While we work to advance our clinical programs, a key challenge we face is continuing to obtain the necessary financial resources to advance our programs toward intended milestones and to rebuild our company’s valuation. We are taking definitive steps to address this challenge. On December 21st, we held a special meeting of stockholders which resulted in a favorable vote to effect a reverse stock split of the company’s common stock.  We want to express our appreciation to all stockholders who voted their shares in favor of this measure, and for recognizing its importance relative to our NASDAQ listing and the investment profile of our company. This stock split was a strategic decision by OXiGENE’s board, as will be the determination of the ratio and timing of enacting the split, based on what will be most beneficial to the company and our stockholders. We are also pursuing strategies to further strengthen our financial position and investment attractiveness by simplifying our balance sheet, working to secure our listing on the NASDAQ exchange, and exploring options, in addition to partnering, to increase our cash position. These efforts are a major priority for the management team and the board of directors, and we will look forward to keeping our stockholders informed of our progress.

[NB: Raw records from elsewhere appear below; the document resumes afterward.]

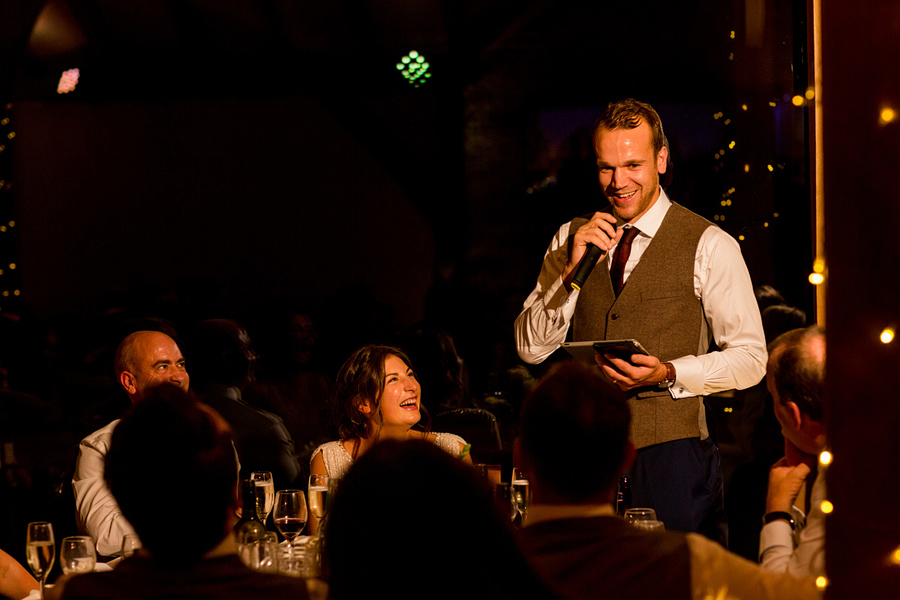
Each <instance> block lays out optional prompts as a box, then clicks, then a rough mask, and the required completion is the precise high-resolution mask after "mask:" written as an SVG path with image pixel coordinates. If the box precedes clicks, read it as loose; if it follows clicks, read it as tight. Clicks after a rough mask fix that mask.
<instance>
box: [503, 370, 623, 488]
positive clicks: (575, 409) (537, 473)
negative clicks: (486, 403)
mask: <svg viewBox="0 0 900 600" xmlns="http://www.w3.org/2000/svg"><path fill="white" fill-rule="evenodd" d="M521 425H522V436H521V440H520V444H521V448H522V450H523V452H524V453H525V455H526V456H527V458H528V460H529V461H530V463H531V465H532V468H533V470H534V475H535V477H536V478H537V479H538V481H539V485H541V486H545V487H546V488H548V489H550V490H552V491H553V492H555V493H556V494H557V495H559V496H560V497H562V498H563V499H565V500H566V501H567V502H571V503H573V504H577V503H583V502H588V501H593V500H596V499H597V498H598V497H599V496H600V495H601V494H603V493H605V492H607V491H609V490H610V489H611V488H612V486H613V484H614V483H615V482H616V481H617V477H618V473H619V469H620V467H621V466H622V463H623V461H624V460H625V455H626V446H627V442H628V434H629V427H630V425H631V412H630V411H629V409H628V403H627V400H626V399H625V396H624V395H623V394H621V393H617V391H616V390H614V389H612V388H611V387H610V386H609V384H607V383H606V381H605V380H604V379H603V378H602V377H601V376H600V374H599V373H598V372H597V369H596V368H591V367H589V366H587V365H585V364H583V363H580V362H578V361H567V362H563V363H560V364H558V365H555V366H554V367H553V368H551V370H550V371H549V372H548V373H547V375H545V376H544V377H543V378H542V379H541V380H540V381H538V383H537V384H536V385H535V386H534V388H533V389H532V390H531V392H530V393H529V394H528V396H527V397H526V398H525V403H524V405H523V407H522V420H521Z"/></svg>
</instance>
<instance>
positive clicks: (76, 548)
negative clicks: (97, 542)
mask: <svg viewBox="0 0 900 600" xmlns="http://www.w3.org/2000/svg"><path fill="white" fill-rule="evenodd" d="M96 564H97V552H96V551H95V550H94V540H93V539H91V536H89V535H73V536H70V537H64V538H63V541H62V543H61V544H60V548H59V566H61V567H62V570H63V573H65V574H66V575H68V574H70V573H90V572H91V571H93V570H94V565H96Z"/></svg>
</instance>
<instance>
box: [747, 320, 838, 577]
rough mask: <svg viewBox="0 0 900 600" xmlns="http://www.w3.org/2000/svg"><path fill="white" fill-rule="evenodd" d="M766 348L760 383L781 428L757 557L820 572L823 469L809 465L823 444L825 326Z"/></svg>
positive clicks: (780, 569) (822, 568)
mask: <svg viewBox="0 0 900 600" xmlns="http://www.w3.org/2000/svg"><path fill="white" fill-rule="evenodd" d="M769 348H770V350H769V365H768V369H767V373H766V383H767V384H768V387H769V392H771V394H772V400H773V403H774V407H775V416H776V417H777V418H778V422H779V423H780V424H781V431H782V432H783V433H784V437H785V456H784V458H782V459H781V460H779V461H778V462H776V463H775V465H773V466H772V470H771V471H770V473H769V489H768V493H767V495H766V514H765V517H764V519H763V520H764V522H765V523H766V524H765V525H763V528H762V531H761V532H760V539H759V563H760V564H761V565H762V566H763V568H764V569H768V570H770V571H775V572H778V573H785V572H786V573H791V574H793V575H810V576H813V577H818V576H819V575H824V574H825V515H824V514H823V513H822V508H821V503H822V501H823V500H825V474H824V469H820V470H819V471H818V474H817V473H816V472H815V471H814V469H815V468H816V466H817V463H818V455H819V454H820V453H821V452H822V450H824V449H825V423H824V422H823V419H822V417H823V410H822V408H823V406H822V398H823V385H824V383H825V332H824V330H822V328H820V327H818V326H813V327H808V328H806V329H794V330H793V331H789V332H787V333H784V334H782V335H780V336H779V337H778V338H776V339H775V341H773V342H772V344H771V345H770V347H769ZM804 483H807V484H808V485H807V486H806V490H807V491H808V493H807V494H806V495H805V496H804V497H803V498H801V502H800V504H802V505H803V506H804V507H806V508H807V510H806V511H803V510H801V509H800V508H798V507H797V506H796V505H795V502H796V501H797V497H798V496H799V495H800V490H801V487H802V486H803V484H804ZM807 512H808V515H807V514H805V513H807Z"/></svg>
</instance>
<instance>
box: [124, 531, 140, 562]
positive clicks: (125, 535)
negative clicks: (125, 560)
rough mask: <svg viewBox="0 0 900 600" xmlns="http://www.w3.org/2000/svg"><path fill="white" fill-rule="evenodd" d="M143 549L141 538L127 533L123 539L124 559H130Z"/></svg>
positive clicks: (128, 533)
mask: <svg viewBox="0 0 900 600" xmlns="http://www.w3.org/2000/svg"><path fill="white" fill-rule="evenodd" d="M141 548H142V544H141V538H139V537H138V535H137V534H136V533H126V534H125V537H124V538H122V557H123V558H128V557H129V556H132V555H133V554H134V553H135V552H137V551H138V550H140V549H141Z"/></svg>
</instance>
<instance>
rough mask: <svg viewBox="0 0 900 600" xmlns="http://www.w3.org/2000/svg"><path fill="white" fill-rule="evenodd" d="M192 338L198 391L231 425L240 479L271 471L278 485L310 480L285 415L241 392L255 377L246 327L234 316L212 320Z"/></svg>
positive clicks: (292, 483)
mask: <svg viewBox="0 0 900 600" xmlns="http://www.w3.org/2000/svg"><path fill="white" fill-rule="evenodd" d="M190 342H191V346H190V350H191V357H192V359H191V375H192V377H193V380H194V391H196V392H198V393H199V394H200V398H201V399H202V400H203V401H204V402H206V403H207V404H208V405H210V406H212V407H213V408H214V409H216V412H218V413H219V414H220V415H222V417H223V418H224V419H225V421H227V422H228V425H230V426H231V431H232V435H233V436H234V446H235V448H237V451H238V457H239V458H240V461H241V479H250V475H251V474H252V473H253V471H271V473H272V478H273V479H274V483H275V485H276V486H278V489H285V488H291V487H295V486H298V485H302V486H305V485H306V481H302V482H300V481H298V479H299V475H300V472H301V468H300V463H299V462H298V461H297V456H296V454H294V440H292V439H291V435H290V434H289V433H288V431H287V429H286V428H285V426H284V422H283V421H282V420H281V417H279V416H277V415H274V414H272V413H269V412H265V411H263V410H259V409H258V408H256V407H255V406H251V405H250V404H249V403H247V402H246V401H245V400H244V399H243V397H242V396H241V392H242V391H243V390H244V389H245V388H246V387H247V386H248V385H249V384H250V383H251V382H252V381H253V377H254V365H255V363H256V353H255V352H254V351H253V347H252V346H251V343H250V336H249V335H248V334H247V331H246V330H245V329H244V328H243V327H242V326H241V325H239V324H238V323H237V322H235V321H232V320H231V319H209V320H206V321H200V322H199V323H198V324H197V326H196V327H195V328H194V332H193V336H192V337H191V339H190Z"/></svg>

In closing, I would like to once again thank our employees, investigators, physicians and patients who have contributed to the advancement of our exciting vascular disrupting agents. I would also like to thank our stockholders for your continued support and for your active, constructive participation in our company.

Sincerely,

Peter J. Langecker, M.D., Ph.D.

OXiGENE Chief Executive Officer

Safe Harbor Statement

This communication contains "forward-looking statements" within the meaning of the Private Securities Litigation Reform Act of 1995. Any or all of the forward-looking statements in this press release, which include OXiGENE's anticipated cash utilization, expected initiation, progress, conclusion and reporting on clinical studies and availability of potential strategic collaborations or sufficiency of financial reserves may turn out to be wrong. Forward-looking statements can be affected by inaccurate assumptions OXiGENE might make or by known or unknown risks and uncertainties, including, but not limited to, timing and outcome of data from the Phase 2 clinical trial of ZYBRESTAT in NSCLC, regulatory progress of ZYBRESTAT in ATC, final outcomes of the FAVOR trial and clinical trials of OXi4503 in patients with hepatic tumor burden, and timing or execution of a potential strategic collaboration on any product or indication or any other strategic or financing transaction. Additional information concerning factors that could cause actual results to materially differ from those in the forward-looking statements is contained in OXiGENE's reports to the Securities and Exchange Commission, including OXiGENE's reports on Form 10-K, 10-Q and 8-K. However, OXiGENE undertakes no obligation to publicly update forward-looking statements, whether because of new information, future events or otherwise. Please refer to our Annual Report on Form 10-K for the fiscal year ended December 31, 2009.